– Przed chwilą do mnie dotarła informacja, ze Jerzy Stuhr trafił do szpitala, ale nic więcej nie wiem – powiedział w rozmowie z Wirtualną Polską przyjaciel aktora Jerzy Radziwiłowicz. Aktor trafił do placówki z Nowego Targu, gdzie spędzał weekend. Informację przekazała żona Stuhra, Barbara. Stan Jerzego Stuhra jego określany jako ciężki.
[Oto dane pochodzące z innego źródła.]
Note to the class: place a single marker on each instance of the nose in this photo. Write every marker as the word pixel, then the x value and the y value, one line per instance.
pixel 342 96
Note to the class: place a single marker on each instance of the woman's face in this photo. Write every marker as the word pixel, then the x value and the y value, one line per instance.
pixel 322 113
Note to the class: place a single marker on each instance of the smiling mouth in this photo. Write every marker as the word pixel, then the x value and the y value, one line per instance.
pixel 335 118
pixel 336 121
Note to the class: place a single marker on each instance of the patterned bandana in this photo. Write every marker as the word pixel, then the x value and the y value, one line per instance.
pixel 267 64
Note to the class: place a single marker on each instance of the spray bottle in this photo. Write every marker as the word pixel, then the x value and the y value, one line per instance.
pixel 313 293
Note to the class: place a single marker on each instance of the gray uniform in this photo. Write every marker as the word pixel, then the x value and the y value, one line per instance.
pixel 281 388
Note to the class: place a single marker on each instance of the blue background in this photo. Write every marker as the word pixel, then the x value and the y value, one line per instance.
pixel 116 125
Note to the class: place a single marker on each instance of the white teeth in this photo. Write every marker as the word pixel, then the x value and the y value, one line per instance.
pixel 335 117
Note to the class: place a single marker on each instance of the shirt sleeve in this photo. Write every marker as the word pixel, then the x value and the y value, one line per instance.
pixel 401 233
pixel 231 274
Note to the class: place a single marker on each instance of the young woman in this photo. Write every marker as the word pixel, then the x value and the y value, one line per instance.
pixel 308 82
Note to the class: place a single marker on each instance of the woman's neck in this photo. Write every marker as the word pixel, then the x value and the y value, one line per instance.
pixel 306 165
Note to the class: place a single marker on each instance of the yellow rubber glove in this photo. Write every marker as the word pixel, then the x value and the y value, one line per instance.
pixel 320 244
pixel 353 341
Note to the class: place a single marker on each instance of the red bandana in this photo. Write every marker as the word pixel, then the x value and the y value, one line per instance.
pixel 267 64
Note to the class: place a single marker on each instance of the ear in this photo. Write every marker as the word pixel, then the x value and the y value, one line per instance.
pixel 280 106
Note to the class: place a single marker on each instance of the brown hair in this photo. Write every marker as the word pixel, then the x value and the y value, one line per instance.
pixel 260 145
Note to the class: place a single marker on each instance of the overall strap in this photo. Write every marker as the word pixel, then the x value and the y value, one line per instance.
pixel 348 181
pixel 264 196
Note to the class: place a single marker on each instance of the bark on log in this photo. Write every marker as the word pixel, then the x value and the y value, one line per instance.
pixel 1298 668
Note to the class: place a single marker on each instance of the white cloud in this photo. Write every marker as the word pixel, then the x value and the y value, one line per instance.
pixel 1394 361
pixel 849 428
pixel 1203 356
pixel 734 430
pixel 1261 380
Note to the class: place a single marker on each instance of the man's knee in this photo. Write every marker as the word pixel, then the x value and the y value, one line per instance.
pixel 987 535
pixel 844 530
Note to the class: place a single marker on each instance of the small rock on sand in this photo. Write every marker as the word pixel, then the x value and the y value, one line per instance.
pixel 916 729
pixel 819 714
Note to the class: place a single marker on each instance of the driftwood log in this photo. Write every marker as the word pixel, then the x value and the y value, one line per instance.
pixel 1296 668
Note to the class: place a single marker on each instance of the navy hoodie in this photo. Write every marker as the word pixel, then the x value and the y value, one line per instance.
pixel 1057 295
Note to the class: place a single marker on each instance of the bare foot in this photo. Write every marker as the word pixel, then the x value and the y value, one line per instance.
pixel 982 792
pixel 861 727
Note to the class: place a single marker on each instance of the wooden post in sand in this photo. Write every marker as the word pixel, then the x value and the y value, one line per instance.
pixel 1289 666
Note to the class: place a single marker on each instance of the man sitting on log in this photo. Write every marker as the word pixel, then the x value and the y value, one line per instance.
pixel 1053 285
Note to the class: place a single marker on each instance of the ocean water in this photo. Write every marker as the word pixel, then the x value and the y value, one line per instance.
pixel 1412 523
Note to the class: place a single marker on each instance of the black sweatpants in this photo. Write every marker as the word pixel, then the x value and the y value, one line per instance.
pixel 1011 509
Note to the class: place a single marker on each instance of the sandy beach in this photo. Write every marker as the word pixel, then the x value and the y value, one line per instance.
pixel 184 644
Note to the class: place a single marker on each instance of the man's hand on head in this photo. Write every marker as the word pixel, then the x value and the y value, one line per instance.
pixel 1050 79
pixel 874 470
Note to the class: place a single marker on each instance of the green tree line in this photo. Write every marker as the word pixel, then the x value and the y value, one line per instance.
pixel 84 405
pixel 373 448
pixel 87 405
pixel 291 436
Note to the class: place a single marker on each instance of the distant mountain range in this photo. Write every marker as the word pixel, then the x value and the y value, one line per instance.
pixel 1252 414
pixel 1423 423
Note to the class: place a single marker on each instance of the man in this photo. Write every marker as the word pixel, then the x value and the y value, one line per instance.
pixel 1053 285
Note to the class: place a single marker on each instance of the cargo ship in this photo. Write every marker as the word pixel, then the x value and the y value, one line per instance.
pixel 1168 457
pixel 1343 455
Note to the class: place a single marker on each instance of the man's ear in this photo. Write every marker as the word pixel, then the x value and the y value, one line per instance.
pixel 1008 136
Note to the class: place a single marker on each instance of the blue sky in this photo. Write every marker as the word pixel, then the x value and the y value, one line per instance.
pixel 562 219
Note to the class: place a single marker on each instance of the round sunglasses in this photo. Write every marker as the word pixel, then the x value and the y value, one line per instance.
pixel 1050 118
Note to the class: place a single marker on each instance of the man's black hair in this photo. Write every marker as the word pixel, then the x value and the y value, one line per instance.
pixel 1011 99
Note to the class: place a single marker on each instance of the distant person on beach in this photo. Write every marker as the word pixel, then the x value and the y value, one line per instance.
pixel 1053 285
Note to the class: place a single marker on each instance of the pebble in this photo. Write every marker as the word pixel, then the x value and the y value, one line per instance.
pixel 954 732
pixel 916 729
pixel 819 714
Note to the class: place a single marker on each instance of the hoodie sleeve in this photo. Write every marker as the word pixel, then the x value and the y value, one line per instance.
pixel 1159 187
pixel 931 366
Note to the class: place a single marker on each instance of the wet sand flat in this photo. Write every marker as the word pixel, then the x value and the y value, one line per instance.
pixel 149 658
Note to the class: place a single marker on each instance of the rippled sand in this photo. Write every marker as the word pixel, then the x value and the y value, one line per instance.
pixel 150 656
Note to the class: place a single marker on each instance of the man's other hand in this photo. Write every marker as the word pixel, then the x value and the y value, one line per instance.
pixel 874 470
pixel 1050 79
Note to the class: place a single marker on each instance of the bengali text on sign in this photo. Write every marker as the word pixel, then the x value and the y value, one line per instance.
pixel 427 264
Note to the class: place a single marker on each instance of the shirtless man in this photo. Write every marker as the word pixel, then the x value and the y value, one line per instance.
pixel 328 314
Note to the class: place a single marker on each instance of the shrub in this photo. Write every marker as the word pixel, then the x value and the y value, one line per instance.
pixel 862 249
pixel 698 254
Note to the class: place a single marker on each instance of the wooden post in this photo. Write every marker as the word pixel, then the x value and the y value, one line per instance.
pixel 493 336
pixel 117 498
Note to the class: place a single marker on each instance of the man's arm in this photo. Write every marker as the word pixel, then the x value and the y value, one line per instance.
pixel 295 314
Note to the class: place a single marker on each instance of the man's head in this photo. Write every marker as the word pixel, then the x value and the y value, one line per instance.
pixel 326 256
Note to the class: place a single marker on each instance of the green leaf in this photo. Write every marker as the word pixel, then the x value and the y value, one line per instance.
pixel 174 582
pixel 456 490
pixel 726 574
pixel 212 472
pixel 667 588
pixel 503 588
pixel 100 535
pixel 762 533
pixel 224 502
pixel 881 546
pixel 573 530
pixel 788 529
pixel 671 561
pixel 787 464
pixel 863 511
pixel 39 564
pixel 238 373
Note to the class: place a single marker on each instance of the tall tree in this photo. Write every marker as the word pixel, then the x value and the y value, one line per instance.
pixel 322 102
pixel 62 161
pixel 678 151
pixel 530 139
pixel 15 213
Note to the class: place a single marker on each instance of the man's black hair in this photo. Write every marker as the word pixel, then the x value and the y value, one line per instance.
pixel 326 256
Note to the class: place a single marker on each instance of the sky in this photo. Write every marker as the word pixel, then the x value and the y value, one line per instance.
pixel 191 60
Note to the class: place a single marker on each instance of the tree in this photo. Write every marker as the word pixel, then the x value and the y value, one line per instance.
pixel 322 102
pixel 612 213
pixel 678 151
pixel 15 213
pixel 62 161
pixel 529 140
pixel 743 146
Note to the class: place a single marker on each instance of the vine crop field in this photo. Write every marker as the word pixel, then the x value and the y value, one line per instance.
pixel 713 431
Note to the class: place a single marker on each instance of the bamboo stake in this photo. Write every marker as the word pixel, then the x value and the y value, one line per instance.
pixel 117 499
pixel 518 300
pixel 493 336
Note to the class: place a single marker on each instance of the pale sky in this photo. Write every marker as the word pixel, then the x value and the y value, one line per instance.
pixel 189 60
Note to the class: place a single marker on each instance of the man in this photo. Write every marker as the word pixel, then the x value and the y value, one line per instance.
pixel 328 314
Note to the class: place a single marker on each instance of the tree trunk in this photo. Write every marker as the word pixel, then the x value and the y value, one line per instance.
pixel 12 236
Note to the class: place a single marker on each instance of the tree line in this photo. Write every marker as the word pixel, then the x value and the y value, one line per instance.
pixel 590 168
Jak przypominają media, Jerzy Stuhr kilka lat temu przeszedł zawał serca. Dziewięć lat temu zmagał się z nowotworem krtani. Po wyzdrowieniu, sam zaangażował się we wsparcie dla pacjentów onkologicznych.
Przed rozpoczęciem pandemii koronawirusa aktor przygotowywał się, by powrócić na deski teatru.
Jerzy Stuhr zadebiutował na dużym ekranie w 1971 r. Zagrał laboranta w filmie "Trzecia część nocy" Andrzeja Żuławskiego. Później pojawił się także m.in. w "Wodzireju" Feliksa Falka, "Aktorach prowincjonalnych" Agnieszki Holland oraz "Amatorze" i "Dekalogu X" Krzysztofa Kieślowskiego. Uznanie przyniosły mu role w filmach Juliusza Machulskiego: "Seksmisji", "Kingsajzie", "Kilerze" i "Kiler-ów 2-óch".